Kalani menggerutu dalam hati ketika Arka tak kunjung datang. Masalahnya, mata pelajaran pertama mereka pagi ini adalah Sosiologi, yang mana gurunya terkenal killer. Kalani, yang memang terkenal teladan, tidak pernah punya masalah dengan Pak Satria, dan gadis itu ingin mempertahankan reputasi baik tersebut.

“Kak, belum berangkat?” Nia, ibu Kalani, berjalan menghampiri gadisnya dari dapur sambil membawa secangkir teh yang mengepul. “Jam segini biasanya macet banget. Nggak apa-apa?”

“Arka lama, Mi,” gerutu Kalani. “Padahal biasanya dia rajin. Nyebelin.”

“Kamu sama Arka ada sesuatu, Kak?”

Hah?” Kalani seketika menoleh ke arah Nia yang dengan santai menyesap tehnya. Ibunya tersebut terlihat biasa saja, tidak ada tatapan penuh curiga atau goda. Tetap saja, Kalani merasa panik tanpa alasan. “Maksud Mami?”

“Kamu sama Arka... cuma temen atau lagi PDKT?”

“Dih, to the point banget, nih?” cibir Kalani. “Aku sama Arka tuh sekelompok selama satu semester. Kalau kita makin deket tuh berarti bonus doang.”

“Suka sama dia, nggak?”

“Mami! Apaan, sih.” Dapat dirasakan wajahnya memanas, dan sejujurnya Kalani takut akan alasan di baliknya. “Ya sukalah, orang dia baik. Dia emang pendiem, tapi seru juga punya temen kayak Arka.”

You know that's not what I meant, Kak,” goda sang ibu, “Tapi ya udah, kalau kamu belum siap cerita, Mami nggak akan maksa. Baik-baik ya sama Arka? Mami juga suka sama dia.”

Mami ada-ada aja, batin Kalani, Ketemu sama Arka juga baru sekali, udah main suka aja.

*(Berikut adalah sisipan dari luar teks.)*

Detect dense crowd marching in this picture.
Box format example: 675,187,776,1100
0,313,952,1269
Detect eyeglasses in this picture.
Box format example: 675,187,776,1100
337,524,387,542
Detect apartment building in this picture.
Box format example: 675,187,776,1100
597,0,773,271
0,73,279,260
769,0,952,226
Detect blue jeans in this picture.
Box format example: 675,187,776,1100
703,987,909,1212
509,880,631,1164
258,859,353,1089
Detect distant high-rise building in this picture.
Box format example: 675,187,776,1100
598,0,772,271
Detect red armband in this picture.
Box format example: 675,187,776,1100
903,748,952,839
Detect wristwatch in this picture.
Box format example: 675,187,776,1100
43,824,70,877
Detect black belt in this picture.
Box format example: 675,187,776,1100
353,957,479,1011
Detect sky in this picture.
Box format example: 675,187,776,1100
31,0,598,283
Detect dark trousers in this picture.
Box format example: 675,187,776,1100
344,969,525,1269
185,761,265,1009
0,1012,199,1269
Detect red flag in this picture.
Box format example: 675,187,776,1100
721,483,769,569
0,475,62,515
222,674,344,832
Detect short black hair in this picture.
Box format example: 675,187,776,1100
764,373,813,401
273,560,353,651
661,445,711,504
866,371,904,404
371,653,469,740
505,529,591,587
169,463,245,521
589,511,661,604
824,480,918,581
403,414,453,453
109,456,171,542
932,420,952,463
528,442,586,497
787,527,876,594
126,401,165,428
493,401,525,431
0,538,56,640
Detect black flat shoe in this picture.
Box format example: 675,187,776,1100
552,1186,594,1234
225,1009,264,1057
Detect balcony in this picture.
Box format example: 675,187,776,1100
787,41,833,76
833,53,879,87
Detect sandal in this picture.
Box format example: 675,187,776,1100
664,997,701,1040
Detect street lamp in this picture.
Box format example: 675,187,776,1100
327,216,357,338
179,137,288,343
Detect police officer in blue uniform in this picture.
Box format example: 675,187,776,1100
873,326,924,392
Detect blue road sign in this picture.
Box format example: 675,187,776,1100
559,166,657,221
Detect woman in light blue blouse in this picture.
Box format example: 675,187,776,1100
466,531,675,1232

Kalani hendak melayangkan protes untuk yang ke sekian kalinya, namun Mbak Sri memotong obrolan mereka dengan pengumuman bahwa Arka sudah di depan. Buru-buru kabur dari hadapan Nia, Kalani pun berlari kecil menyusul seseorang yang beberapa hari ini ia hindari.

“Hei,” sapa Arka lembut.

“Hai.”

Perjalanan mereka berjalan canggung. Arka sibuk menyelip sana-sini di tengah kemacetan dan Kalani sibuk dengan isi kepalanya. Ia ingin berkeluh-kesah kepada Arka seperti tiap kali mereka berkendara bersama, namun Kalani masih tidak enak hati akibat kesalahpahaman kecil mereka waktu itu.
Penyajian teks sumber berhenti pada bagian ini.